Enough Already! 7 Twitter Hoaxes and Half-Truths
Twitter overflows with rumors about false emergencies, deaths and more.
Jan. 15, 2010— -- Do you believe everything you read on Twitter?
You shouldn't.
Despite the micro-blogging site's many successes -- as a lifeline during emergencies, a direct line between the famous and their fans and an open line for anyone with something to share -- Twitter's instantaneous nature can make it all too easy to pass along fiction as fact.
Breaking news flies on Twitter, but though it may be first and fastest, it often can be false.
"If you see something that's big news, the impulse is to re-tweet it. And if it's outside your niche, you might not do the homework you'd typically do before re-tweeting," said Adam Ostrow, editor in chief of social media blog Mashable.
People build credibility in certain areas, he said, so their followers on Twitter learn to trust the information they send out and blast it out again to their own followers (or re-tweet it). Even when the information is false, it gets multiplied time and again.

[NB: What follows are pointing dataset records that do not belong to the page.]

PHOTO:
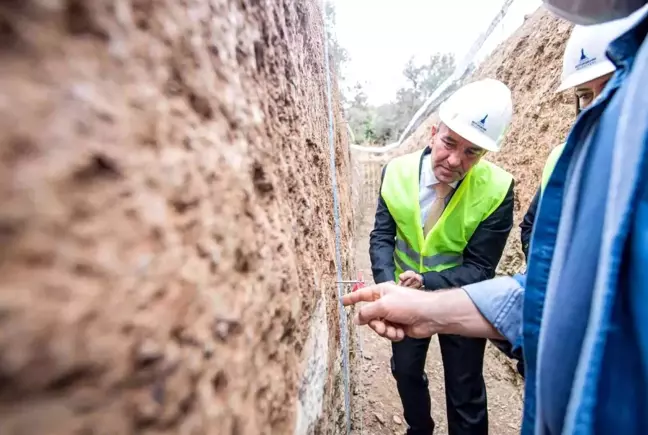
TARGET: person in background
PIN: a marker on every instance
(443, 218)
(586, 71)
(580, 313)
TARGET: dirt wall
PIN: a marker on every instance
(166, 219)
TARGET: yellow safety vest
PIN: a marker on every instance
(480, 193)
(550, 164)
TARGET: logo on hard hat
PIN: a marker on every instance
(584, 60)
(481, 124)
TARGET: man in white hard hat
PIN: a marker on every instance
(443, 218)
(580, 313)
(586, 71)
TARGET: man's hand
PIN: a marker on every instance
(394, 311)
(410, 279)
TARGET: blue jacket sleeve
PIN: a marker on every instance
(500, 301)
(382, 242)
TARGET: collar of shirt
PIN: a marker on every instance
(427, 174)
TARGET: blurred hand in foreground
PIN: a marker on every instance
(410, 279)
(392, 311)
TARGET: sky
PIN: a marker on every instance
(382, 35)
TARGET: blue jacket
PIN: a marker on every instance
(609, 389)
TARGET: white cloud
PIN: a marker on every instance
(382, 35)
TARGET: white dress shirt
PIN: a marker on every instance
(427, 194)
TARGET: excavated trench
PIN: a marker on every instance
(167, 231)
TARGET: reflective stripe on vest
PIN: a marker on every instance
(550, 164)
(480, 193)
(431, 261)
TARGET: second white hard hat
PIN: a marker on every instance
(585, 57)
(480, 112)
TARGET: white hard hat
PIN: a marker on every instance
(588, 12)
(585, 57)
(480, 112)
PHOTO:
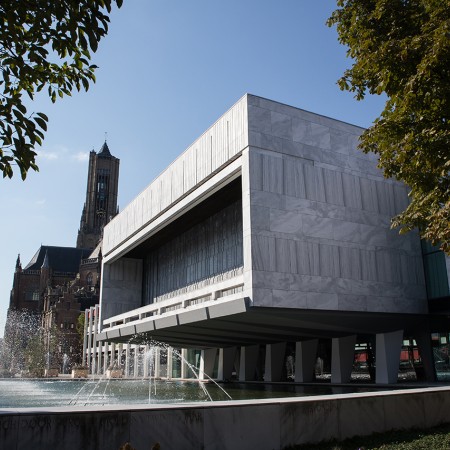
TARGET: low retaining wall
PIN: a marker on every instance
(246, 424)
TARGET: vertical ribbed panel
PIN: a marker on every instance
(210, 152)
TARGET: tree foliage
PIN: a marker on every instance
(44, 45)
(402, 48)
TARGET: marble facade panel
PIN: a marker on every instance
(259, 119)
(285, 221)
(329, 260)
(272, 280)
(289, 299)
(333, 187)
(298, 149)
(301, 130)
(351, 191)
(351, 302)
(266, 141)
(339, 141)
(349, 260)
(260, 217)
(272, 174)
(321, 300)
(317, 227)
(281, 125)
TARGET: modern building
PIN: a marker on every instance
(270, 234)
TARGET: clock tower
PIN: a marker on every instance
(101, 197)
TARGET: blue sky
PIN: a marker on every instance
(168, 69)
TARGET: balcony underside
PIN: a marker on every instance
(236, 323)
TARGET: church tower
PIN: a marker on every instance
(101, 197)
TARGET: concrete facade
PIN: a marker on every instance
(262, 424)
(312, 255)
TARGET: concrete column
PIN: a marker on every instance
(127, 360)
(146, 360)
(99, 358)
(137, 357)
(91, 314)
(274, 361)
(305, 360)
(105, 357)
(113, 355)
(94, 340)
(169, 362)
(226, 363)
(85, 336)
(157, 368)
(387, 356)
(119, 356)
(342, 357)
(183, 362)
(247, 366)
(423, 340)
(207, 361)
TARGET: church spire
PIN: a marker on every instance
(18, 264)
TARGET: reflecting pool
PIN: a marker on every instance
(20, 393)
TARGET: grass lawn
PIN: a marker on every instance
(437, 438)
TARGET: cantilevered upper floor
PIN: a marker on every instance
(271, 225)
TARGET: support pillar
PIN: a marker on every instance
(226, 363)
(274, 361)
(119, 356)
(95, 368)
(169, 362)
(85, 336)
(305, 360)
(207, 360)
(342, 358)
(387, 359)
(113, 355)
(127, 360)
(183, 362)
(247, 366)
(105, 357)
(99, 358)
(423, 340)
(90, 334)
(146, 360)
(137, 357)
(157, 362)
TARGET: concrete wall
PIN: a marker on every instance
(121, 287)
(196, 256)
(263, 424)
(320, 215)
(221, 143)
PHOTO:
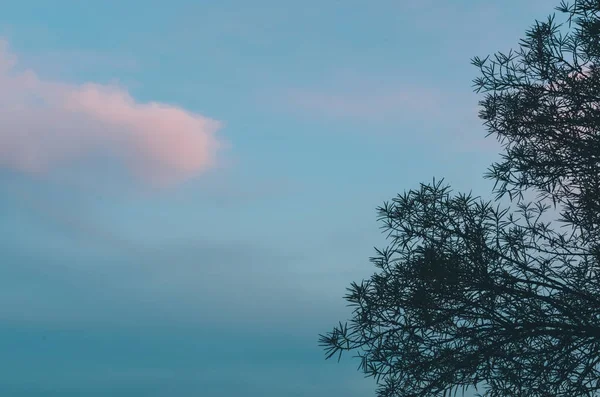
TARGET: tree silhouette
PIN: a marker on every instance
(469, 294)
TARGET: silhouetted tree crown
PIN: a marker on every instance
(470, 294)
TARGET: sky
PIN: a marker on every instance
(187, 188)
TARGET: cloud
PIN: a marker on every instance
(46, 124)
(363, 105)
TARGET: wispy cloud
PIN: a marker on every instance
(44, 124)
(362, 102)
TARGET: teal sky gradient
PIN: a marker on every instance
(218, 283)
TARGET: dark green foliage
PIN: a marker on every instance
(468, 294)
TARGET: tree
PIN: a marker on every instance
(469, 294)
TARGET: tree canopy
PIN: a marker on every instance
(471, 294)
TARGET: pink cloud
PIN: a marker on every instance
(45, 124)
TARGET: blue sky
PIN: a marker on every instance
(188, 187)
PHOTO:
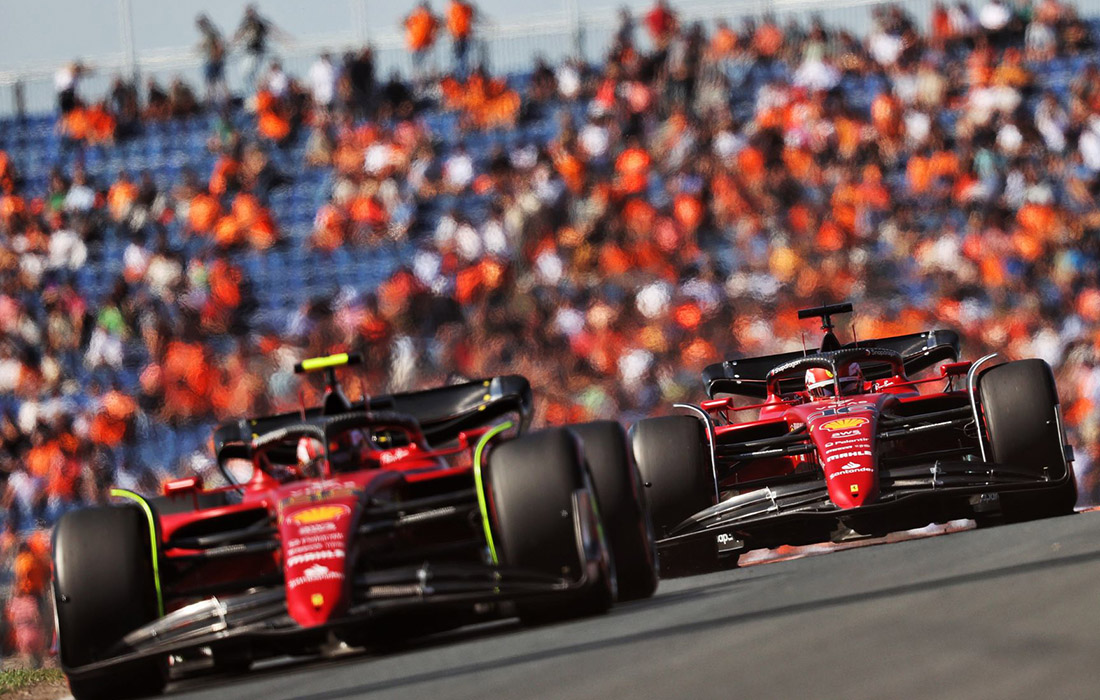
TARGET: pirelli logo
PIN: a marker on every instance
(319, 514)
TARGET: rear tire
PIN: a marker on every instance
(103, 589)
(532, 480)
(1020, 403)
(622, 506)
(674, 466)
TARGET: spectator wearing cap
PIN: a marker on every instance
(460, 23)
(212, 47)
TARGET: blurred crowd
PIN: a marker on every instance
(700, 184)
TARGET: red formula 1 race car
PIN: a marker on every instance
(844, 443)
(395, 515)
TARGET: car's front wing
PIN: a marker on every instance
(802, 512)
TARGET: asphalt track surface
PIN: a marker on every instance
(1005, 612)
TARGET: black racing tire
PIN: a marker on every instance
(531, 480)
(1020, 403)
(671, 452)
(105, 588)
(622, 506)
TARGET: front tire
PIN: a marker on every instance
(674, 465)
(622, 506)
(1020, 403)
(103, 589)
(532, 480)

By the time the source is identified, the hoaxer found out or the rumor quashed, it's too late. The misinformation has spread far and wide, often causing much ado about nothing.
Take this week, for instance. On Wednesday afternoon, word quickly spread on Twitter about chaos and confusion at New York City's Grand Central Terminal.
By 5 p.m., on a wave of tweets about how the terminal -- a hub for both commuter trains and local subways -- had been shut down or evacuated because of a suspicious package, "Grand Central" shot to placement among Google's top trending terms.
But a spokesman for the Metropolitan Transportation Authority said though a suspicious package had been identified near a subway track around 1:30 p.m., the situation was cleared within an hour and the terminal never evacuated.
On Wednesday night, Twitter users got busy again, sharing news that American Airlines was offering free flights to Haiti for doctors and nurses involved with relief efforts. The tweeted – and re-tweeted -- message included the phone number for the Haitian Consulate in New York.